A tribute by David Brooks is found in the Atlantic Magazine here.

“Himmelfarb was a great historian, and reported fairly on all sides, but it was always clear which side her heart was on. She grew up working-class and preferred the prosaic bourgeois values that fueled her family’s rise: work, thrift, temperance, self-discipline, cleanliness, moderation, respect for tradition. These are not aristocratic virtues, such as honor, genius, and heroism, but they are sensible virtues available to everyone. In its original definition, a neoconservative was a leftist who broke with the left when, in the 1960s, its leaders rejected bourgeois values for the counterculture. By this definition, she was a neoconservative.

“Himmelfarb shared the Victorian awareness of sin. She detested the snobbery of cultural elites and narcissism in all its forms.
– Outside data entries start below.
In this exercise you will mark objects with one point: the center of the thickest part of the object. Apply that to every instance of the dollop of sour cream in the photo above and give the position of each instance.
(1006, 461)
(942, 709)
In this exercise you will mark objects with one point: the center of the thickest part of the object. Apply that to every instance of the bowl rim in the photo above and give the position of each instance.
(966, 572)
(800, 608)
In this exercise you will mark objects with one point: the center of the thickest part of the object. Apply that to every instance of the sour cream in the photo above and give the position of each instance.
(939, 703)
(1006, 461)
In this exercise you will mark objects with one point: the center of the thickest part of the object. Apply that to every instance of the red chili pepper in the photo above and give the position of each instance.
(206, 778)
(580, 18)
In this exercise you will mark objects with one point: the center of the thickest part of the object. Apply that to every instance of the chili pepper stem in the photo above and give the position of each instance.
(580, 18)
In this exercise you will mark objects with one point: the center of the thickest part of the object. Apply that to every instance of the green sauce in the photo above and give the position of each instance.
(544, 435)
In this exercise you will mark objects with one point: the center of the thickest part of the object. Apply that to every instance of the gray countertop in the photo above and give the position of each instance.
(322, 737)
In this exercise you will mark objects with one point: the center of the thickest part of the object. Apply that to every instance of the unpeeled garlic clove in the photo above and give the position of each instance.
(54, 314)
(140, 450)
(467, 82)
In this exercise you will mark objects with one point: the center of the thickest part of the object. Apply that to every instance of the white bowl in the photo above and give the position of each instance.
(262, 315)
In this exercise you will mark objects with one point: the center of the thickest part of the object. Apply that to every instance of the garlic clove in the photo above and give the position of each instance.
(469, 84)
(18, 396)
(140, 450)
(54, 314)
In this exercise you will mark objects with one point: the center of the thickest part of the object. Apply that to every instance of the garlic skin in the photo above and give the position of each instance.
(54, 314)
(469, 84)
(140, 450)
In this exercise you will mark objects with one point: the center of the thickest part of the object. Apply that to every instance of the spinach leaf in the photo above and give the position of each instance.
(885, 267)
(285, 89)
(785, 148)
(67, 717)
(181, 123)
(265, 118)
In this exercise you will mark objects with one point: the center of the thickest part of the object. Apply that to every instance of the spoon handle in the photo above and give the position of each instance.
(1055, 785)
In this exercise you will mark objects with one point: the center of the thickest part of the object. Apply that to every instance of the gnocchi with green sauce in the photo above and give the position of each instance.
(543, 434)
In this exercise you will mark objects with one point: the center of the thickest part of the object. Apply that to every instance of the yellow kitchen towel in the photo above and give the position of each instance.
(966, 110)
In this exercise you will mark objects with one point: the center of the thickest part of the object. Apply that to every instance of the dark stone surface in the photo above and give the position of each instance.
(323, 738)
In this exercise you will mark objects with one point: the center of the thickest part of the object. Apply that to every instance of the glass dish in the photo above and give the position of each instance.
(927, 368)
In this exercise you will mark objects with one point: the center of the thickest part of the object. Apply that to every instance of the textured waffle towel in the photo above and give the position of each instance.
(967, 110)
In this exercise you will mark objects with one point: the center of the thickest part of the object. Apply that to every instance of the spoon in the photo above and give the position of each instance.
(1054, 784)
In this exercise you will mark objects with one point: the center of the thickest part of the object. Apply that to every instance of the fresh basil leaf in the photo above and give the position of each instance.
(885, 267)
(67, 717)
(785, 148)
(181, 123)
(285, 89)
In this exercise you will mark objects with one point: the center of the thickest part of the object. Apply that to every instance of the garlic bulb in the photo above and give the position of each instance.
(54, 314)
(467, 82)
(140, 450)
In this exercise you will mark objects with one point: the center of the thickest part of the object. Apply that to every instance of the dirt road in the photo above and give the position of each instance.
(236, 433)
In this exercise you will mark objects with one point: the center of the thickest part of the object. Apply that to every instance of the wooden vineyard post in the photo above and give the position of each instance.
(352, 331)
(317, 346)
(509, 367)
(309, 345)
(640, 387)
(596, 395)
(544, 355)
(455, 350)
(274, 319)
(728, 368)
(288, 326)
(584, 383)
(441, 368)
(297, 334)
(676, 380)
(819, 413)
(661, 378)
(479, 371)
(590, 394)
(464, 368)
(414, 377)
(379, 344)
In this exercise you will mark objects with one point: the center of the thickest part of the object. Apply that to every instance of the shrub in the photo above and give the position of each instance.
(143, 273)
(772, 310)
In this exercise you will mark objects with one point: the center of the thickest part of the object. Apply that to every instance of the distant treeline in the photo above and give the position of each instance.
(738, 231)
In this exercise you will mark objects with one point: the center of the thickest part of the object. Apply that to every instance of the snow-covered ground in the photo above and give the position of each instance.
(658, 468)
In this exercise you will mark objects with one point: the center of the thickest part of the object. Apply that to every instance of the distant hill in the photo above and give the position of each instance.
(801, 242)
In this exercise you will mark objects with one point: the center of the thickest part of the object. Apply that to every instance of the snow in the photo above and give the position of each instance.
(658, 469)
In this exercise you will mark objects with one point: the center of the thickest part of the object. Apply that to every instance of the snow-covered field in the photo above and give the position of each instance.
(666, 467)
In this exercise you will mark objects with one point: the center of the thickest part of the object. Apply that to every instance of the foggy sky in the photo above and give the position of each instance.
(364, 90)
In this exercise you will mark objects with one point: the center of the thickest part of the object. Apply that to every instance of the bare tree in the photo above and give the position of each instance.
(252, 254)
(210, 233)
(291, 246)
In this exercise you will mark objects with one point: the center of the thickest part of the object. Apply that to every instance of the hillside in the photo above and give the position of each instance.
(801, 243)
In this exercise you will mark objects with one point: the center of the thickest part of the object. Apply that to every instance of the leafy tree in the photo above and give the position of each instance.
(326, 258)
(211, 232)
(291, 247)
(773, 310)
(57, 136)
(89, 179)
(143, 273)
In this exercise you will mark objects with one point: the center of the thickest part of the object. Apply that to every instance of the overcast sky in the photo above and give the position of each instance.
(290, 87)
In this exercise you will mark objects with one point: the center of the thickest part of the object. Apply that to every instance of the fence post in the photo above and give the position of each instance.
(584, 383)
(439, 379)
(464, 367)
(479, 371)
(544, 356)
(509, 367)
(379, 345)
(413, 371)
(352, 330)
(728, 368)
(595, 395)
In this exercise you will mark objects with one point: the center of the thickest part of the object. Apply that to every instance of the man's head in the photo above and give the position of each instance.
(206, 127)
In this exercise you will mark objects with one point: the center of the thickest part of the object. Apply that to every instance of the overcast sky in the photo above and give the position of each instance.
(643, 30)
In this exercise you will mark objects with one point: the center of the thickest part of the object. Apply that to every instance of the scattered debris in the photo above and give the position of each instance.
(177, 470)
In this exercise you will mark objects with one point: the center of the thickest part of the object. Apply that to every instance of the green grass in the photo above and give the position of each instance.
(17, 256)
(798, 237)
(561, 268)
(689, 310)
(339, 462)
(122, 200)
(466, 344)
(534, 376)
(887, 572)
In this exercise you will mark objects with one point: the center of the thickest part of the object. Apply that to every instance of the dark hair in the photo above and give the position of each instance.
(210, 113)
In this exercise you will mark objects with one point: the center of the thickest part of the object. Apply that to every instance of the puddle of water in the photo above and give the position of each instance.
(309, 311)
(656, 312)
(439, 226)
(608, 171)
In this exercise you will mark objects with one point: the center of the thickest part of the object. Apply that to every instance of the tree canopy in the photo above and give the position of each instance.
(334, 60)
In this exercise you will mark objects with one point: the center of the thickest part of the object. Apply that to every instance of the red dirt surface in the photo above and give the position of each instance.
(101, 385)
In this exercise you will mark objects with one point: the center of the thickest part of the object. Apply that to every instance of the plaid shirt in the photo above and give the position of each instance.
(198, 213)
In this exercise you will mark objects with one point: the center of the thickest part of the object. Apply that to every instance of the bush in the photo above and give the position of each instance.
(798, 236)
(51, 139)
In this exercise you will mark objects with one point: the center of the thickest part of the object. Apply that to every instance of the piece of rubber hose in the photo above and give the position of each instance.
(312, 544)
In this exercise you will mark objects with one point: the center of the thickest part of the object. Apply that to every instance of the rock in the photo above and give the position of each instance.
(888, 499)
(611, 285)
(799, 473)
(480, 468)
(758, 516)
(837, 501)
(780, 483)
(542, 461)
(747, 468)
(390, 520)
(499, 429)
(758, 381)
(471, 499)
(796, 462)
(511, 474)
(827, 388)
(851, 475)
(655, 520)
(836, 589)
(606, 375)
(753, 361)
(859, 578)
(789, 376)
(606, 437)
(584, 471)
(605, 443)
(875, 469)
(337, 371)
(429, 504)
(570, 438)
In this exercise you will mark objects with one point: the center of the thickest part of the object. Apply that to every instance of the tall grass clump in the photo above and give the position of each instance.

She quoted George Eliot with approval: “We are all of us born in moral stupidity, taking the world as an udder to feed our supreme selves.”

From the eulogy in the New York Times-

“In more than a dozen books and many articles and essays, Ms. Himmelfarb melded scholarship of Victorian Britain with barbed reflection on contemporary affairs. Her subjects ranged from the pitfalls of modern approaches to history and philosophy to the moral relativism she perceived, with dismay, in the public’s attitude about the conduct of President Bill Clinton — his lying about a sexual affair — that led to his impeachment in the 1990s.

“Her cause was to imbue today’s social policies with a Victorian moral sense. Conservative politicians cheered. Newt Gingrich, the Republican speaker of the House, cited her in his book “To Renew America” (1995), writing that the time had “come to re-establish shame as a means of enforcing proper behavior.”